I can only answer this from the limited perspective of a consulting electrical engineer. Only about 10% of double E graduates go into consulting. A consulting engineer is one who designs buildings or other construction projects. We produce blueprints and specifications which are called "construction documents." Contractors bid work based upon what your construction documents call for.

Now, within the realm of consulting electrical engineers, there is also a fair amount of variety. You might specialize in health care such that you design hospitals, clinics, OR's, or doctor offices. Perhaps you specialize in the design of data centers, office buildings, restaurants, schools, multifamily housing, places of worship, roadways, shopping centers, zoos, parking structures, etc. The list is nearly endless and this is just within the realm of consulting electrical engineers.

Go outside of this 10% and you'll find those that design consumer products, computers, cars, aircraft, trains, appliances, etc and once again you run into a nearly bottomless list of varieties.
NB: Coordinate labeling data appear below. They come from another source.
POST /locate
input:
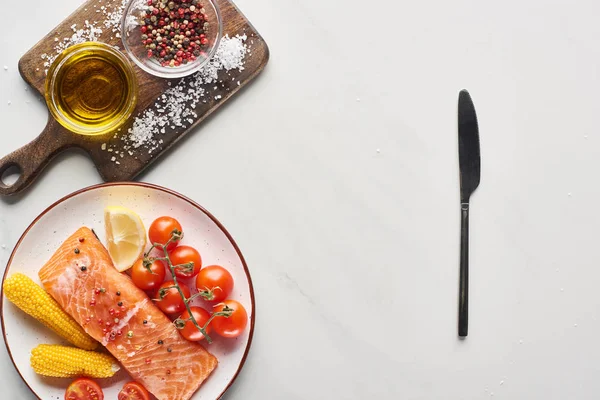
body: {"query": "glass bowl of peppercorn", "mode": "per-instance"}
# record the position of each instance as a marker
(171, 38)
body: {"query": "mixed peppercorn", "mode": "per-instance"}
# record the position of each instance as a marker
(174, 32)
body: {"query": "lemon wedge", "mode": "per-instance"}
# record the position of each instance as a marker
(126, 236)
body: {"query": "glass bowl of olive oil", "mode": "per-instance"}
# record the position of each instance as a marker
(91, 89)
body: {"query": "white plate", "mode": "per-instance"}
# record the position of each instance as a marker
(85, 208)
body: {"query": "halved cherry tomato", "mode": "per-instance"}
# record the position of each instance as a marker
(189, 331)
(133, 391)
(168, 298)
(214, 282)
(162, 229)
(184, 255)
(148, 278)
(84, 389)
(234, 325)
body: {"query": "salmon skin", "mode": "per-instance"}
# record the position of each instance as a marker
(81, 277)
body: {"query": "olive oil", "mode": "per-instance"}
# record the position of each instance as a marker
(91, 89)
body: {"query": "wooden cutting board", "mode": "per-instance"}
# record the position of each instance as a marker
(107, 151)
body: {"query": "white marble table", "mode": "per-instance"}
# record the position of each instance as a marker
(336, 172)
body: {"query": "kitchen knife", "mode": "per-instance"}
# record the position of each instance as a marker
(470, 171)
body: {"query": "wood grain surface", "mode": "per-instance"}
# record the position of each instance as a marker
(33, 157)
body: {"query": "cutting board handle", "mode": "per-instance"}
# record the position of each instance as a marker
(32, 158)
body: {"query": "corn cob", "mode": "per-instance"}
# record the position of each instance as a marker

As a consulting engineer, I've been to so many states! Seen so many cities! Been inside of some of the most amazing structures! I'm sure that the other types of electrical engineers could relate similar feelings of satisfaction of a job well done. Get out there, talk to working professionals, and hear what they have to say. When you find something that you find alluring, then look deeper and you'll likely find a spot that you'd like to fit into.